Monday 1 March 2010

Where is the Conservative future?



The trouble with Tory party presentation right now is it's not getting across a properly holistic message. Ticking off the government for a disastrous economic policy and telling us we have endless misery ahead is hardly an enticing approach.

This may be a problem with the media not focusing on what the party wants to say. But it seems more evident from what we do get to see and hear that it's the campaign strategy that's at fault.

When addressing realities to the British public the Tory party must acknowledge that we have all become used to paternalistic and invasive government. This has to change of course - for budgetary reasons as much as its economic and socially disincentivising effects. But changes in the way government is expected to communicate cannot be made or appreciated overnight. To engage with the public today the Tory party needs to speak as Harold Macmillan, or even Harold Wilson, once did.

The message will, of course, be quite different. The public needs to be encouraged to take on the challenges of mending Britain for themselves. But the Tory party's role right now must be to explicitly set out an agenda of change across every aspect of economic and social life. The public needs to know that the Tory party understands the depth and breadth of the issues that afflict us and will support the population's own skills and energy in tackling them all, towards a better life.

Instead, the Tory party focuses 90 percent of its message on attacking Labour for the economic mire we're in without offering any picture of the sunny uplands that can be the reward of individuals working together to overcome it.

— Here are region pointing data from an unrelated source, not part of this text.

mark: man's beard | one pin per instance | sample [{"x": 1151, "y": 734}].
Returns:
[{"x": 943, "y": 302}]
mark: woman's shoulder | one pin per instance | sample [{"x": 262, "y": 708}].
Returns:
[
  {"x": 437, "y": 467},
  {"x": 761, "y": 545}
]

People do need positive objectives. If they can be shown clearly where the problems lie, the path to tackle them, and the encouragement necessary from a government in waiting that they will receive every reasonable support in tax measures and business and social initiatives that enhance the private and third sectors, then people will be able to recognise and appreciate such messages and see a positive future ahead.

The small team presently determining the party's message at Tory HQ is simply not enough. Cameron focuses on attacking Brown for his redundancy. Osborne focuses on Brown's economic inefficiency. And Gove focuses on the introduction of a handful of 'free' schools and academies that no-one quite understands. Grayling, Grieve and Lansley get a word in occasionally. But overall, the public doesn't see a joined-up potential government, they just see a handful of Tories picking over isolated issues without a coherent message or strategy that addresses the lives of people or the nation's future as a whole.

Gordon Brown was wise enough to adopt Tory policy - on the budget - for the first two years of New Labour government. It helped ease the public into accepting change. Cameron seems to think that his socially conscious messages achieve the same thing. But the public are fed up with top down social engineering. Yet, while they do want change, they still need the messages of change to be delivered in the all-embracing way they've become used to over 13 years: especially when the country's future seems so fragile and uncertain.

Thatcherite Tories might be repelled by such a paternalistic approach. But Margaret Thatcher, gender confrontations aside, was an arch paternalist – concerned for the cost of eggs in the housewife's basket as much as telling us what was good for us all. Yet her accomplishments were not achieved in isolation, but through a high profile, active and effective ministerial cabinet.

Dave Cameron is no Margaret Thatcher. But he is supposed to be a communicator. At this moment he needs to communicate a broad and all-encompasssing message to the nation as a whole: that Conservatism is the country's salvation because it acknowledges the worth of individuals, of every status and from every sector, working with dignity together. And as a reflection of this, he needs to push forward his whole shadow cabinet team.

He needs to show that the nation's future is not about the personalities of Gordon or Dave, but about changing the whole ethos of government, giving people personal responsibility and supporting this with clear views from across the ministerial spectrum of just how renewal and a positive future can be reached over the lifetime of the next Conservative parliament.